One learning they came across in their conversion was that ScyllaDB uses TTL by column, whereas DynamoDB expiration times are set by document.
iFood also needs to manage restaurant devices. And it was proving to be taxing on the system to add new devices in the middle of the day. So they began a new service using ScyllaDB collections. The drawback with this was that reading times were expected to be slower, but this was acceptable because they wanted high availability for this use case. The other advantages of this approach were that it was less complex than how they had been managing it, and they were able to use these events tables to populate their Apache Ignite cache.

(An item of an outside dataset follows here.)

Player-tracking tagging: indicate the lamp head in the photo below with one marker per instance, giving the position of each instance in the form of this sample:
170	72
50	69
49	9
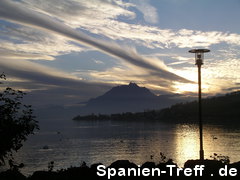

CREATE TABLE events ( eventId UUID, restaurantId INT, payload TEXT, ackeddevices SET<TEXT>, PRIMARY KEY(eventId) ); CREATE INDEX ON events(restaurantId);
At first, they had created these insert statements:
'INSERT INTO events (eventId, restaurantId, payload) VALUES (?.?.?) using TTL ?'; 'UPDATE events SET ackeddevices = ackeddevices = ? WHERE eventId=?';
However, there was an error that they learned the hard way, as Thales explained. TTL works in ScyllaDB on each column by itself. So eventId, restaurantId, and payload each have their own TTL. So instead they had to add a SELECT TTL statement:
'INSERT INTO events (eventId, restaurantId, payload) VALUES (?.?.?) using TTL ?'; 'SELECT TTL(payload) FROM events WHERE eventId=?'; 'UPDATE events SET ackeddevices = ackeddevices = ? WHERE eventId=?';
The result of adding this service was noticeable. As stated above, provisioning this with ScyllaDB was one-ninth the expense of DynamoDB. But also, the time to handle index events went from ~80ms with DynamoDB to ~3ms with ScyllaDB. That meant one-eighth the infrastructure usage for writes. The solution further reduced complexity for iFood, resulting in 40% less code.
There was an increase in read times, though they were still acceptable. Also, Thales noted collections updates are CPU intensive and generate tombstones, so he cautioned others to use them carefully.
Final Thoughts
ScyllaDB was far less expensive than DynamoDB, but you may have to take into account managing a cluster. Thales noted, however, that managing the cluster at iFood was relatively straightforward and he had no problems managing it as a developer. He also noted you can use the new ScyllaDB Cloud (NoSQL DBaaS), a fully-managed version of ScyllaDB.
He advised developers to get to know all of the features of your database before using them — “Collections updates are not cheap!” Each update incurs a tombstone which can slow down reads, and also requires more work on garbage collection. Thales noted he was still toying with gc_grace to improve performance.
Thales further noted ScyllaDB’s secondary indexes are global by default, which is a good fit for his second use case, where the index has as high cardinality as the number of merchants (over 100,000 at that time). But ScyllaDB also offers local secondary indexes, “and you need to know when to use each.”